円ABCDで2つの弦AC、BDが点Eで互いに交わるとせよ。

AE、ECに囲まれている長方形はDE、EBに囲まれている長方形と等しいことをいう。

いま、AC、BDは中心を通り、Eが円ABCDの中心であるならば、AE、EC、DE、EBは等しく、AE、ECに囲まれている長方形もDE、FBに囲まれている長方形と等しい。

 

つぎに、AC、DBは中心を通らないとせよ。中心Fをとり、ABCDの中心とせよ。Fから弦AC、DBに垂直なFG、FHをひきなさい。FB、FC、FEを結びなさい。

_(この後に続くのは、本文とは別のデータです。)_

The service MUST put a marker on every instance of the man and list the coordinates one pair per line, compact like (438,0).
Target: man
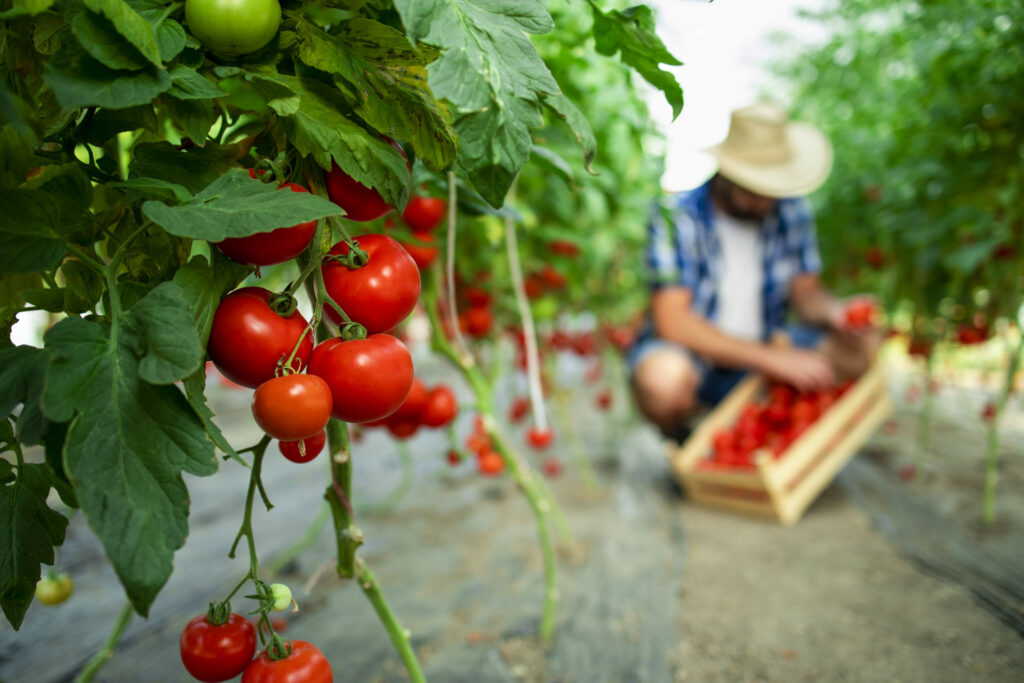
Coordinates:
(729,262)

そのとき、中心を通る線分GFが中心を通らない弦ACと直角に交わっていて、それをまた2等分するので、AGはGCと等しい。命題V.3

そのとき、弦ACはGで等しい部分、Eで不等な部分に切り取られたので、AE、ECに囲まれている長方形とEG上の正方形はGC上の正方形と等しい。命題U.5

GF上の正方形を加えなさい。それゆえ、AE、ECに囲まれている長方形とGE、GF上の正方形の和はCG、GF上の正方形の和と等しい。

しかし、FE上の正方形はEG、GF上の正方形の和と等しいので、FC上の正方形CG、GF上の正方形の和と等しい。それゆえ、AE、ECに囲まれている長方形とFE上の正方形の和はFC上の正方形と等しい。命題T.47

そして、FCはFBと等しいので、AE、ECに囲まれている長方形とEF上の正方形の和はFB上の正方形と等しい。

同様な理由で、DE、EBに囲まれている長方形とFE上の正方形の和もFB上の正方形と等しい。

しかし、AE、ECに囲まれている長方形とFE上の正方形の和はFB上の正方形と等しいことも証明されているので、AE、ECに囲まれている長方形とEF上の正方形の和はDE、EBに囲まれている長方形とFE上の正方形の和と等しい。

おのおのからFE上の正方形をひきなさい。それゆえ、残りのAE、ECに囲まれている長方形はDE、EBに囲まれている長方形と等しい。

それゆえ、円で2つの弦が互いに交わるならば、一方の弦の2つの部分によって囲まれている長方形は他方の弦の2つの部分によって囲まれている長方形と等しい。